En aquella oficina, María tenía que trabajar más que antes, pero cada vez le metían más trabajos de los otros, porque ya había varios de baja. Nunca salía antes de las 9 de la noche. Pero en las reuniones María nunca estaba. El director le apartó, intentó aislarla. Suele ser el castigo que se impone a los reclusos en las cárceles cuando peor te portas, ir a una celda aislada. Pero aún es más duro que te aislen dentro de los espacios comunes.
El derribo
Una mañana, María estaba sentada en su mesa cuando un barbilampiño joven entró por la puerta y se fué directamente a la mesa de esta, quizás atraído por la innata sonrisa que lucía esa mañana. María le saludó amablemente pensando que era un cliente, pero unos minutos después se enteró que era su sustituto, cuando de la forma más cruda y humillante, el director con una enorme sonrisa de vencedor la “invitó” a dejar su mesa al nuevo fichaje. María recibió un “shock” tal que salió a la calle llorando sin saber donde ir. Al final acabó tendida ante la mirada preocupada de un médico que intentaba tranquilizarla y estabilizarla.
El resultado
María ahora se encuentra en tratamiento psicológico. Pero no se encuentra sola. Tiene a un gran sindicato detrás. Y debería tener la comprensión del presidente de su banco, aunque dudo mucho de que llegue a enterarse nunca de lo que ocurre en la entidad que preside, quizás porque lo único que le interese son las cifras y el poder. Alguien que en plena crisis, en gran parte originada por la propia banca, es capaz de sentarse con el mismísimo presidente de la nación y amedrentarle lo suficiente para que les pague un impuesto revolucionario actuando casi como terroristas, con amenazas, o que ante micrófonos que creía cerrados se le escape frases tan soeces como avergonzantes para un personaje tan “respetado”. O que permita y favorezca el pago de esas enormes cantidades de dinero tanto a ejecutivos en activo expertos en defender los territorios marcados por la jerarquía como en premiarlos con auténticas fortunas cuando se jubilan. Además, posiblemente estuviese de acuerdo con todo y le ascendiese al director a director de zona o algo así.
La gran mentira
Es curioso, la primera entidad bancaria en firmar un plan de igualdad y quizás la que más la incumple. Todo es fachada, marketing puro, la realidad es que los casos de acoso en el trabajo aumentan cada vez más y en los casos de las jóvenes que se incorporan, el acoso sexual va muy relacionado con el anterior. Nadie se atreve a utilizar el protocolo. Está escrito, hay un protocolo para estos casos pero pierdes siempre el trabajo y hasta la reputación.
La esperanza
Sólo comenzaré a ver atisbos de cambio en nuestro país cuando el caso de María sea algo aislado. Por ahora, mi comprensión a María y todas aquellas “marías” que sufren en silencio uno de los mayores castigos que puede recibir una joven (o un joven): el robo de su ilusión.

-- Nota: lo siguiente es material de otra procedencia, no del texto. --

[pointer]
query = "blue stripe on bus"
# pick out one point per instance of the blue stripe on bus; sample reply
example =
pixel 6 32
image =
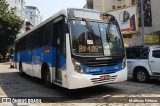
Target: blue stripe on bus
pixel 38 56
pixel 102 70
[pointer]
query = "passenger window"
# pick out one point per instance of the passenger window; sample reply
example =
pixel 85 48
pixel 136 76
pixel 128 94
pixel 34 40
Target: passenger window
pixel 156 53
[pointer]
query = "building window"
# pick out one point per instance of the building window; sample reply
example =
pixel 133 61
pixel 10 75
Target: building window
pixel 127 36
pixel 113 7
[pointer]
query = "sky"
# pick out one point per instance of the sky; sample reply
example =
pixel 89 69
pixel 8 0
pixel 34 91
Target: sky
pixel 50 7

Ha sido un gran avance el tener una vicepresidenta, y también una ministra de defensa (la cual por cierto veo mejor como futura presidenta), pero la gran decepción es que en nuestro caso el gobierno va por delante de sus ciudadanos. Somos nosotros los únicos responsables de lo que está pasando y los que lo tenemos que atajar con un cambio de mentalidad urgente las situaciones que cada día se producen en miles de oficinas, despachos, naves, hogares y hasta en la misma calle a la luz del día.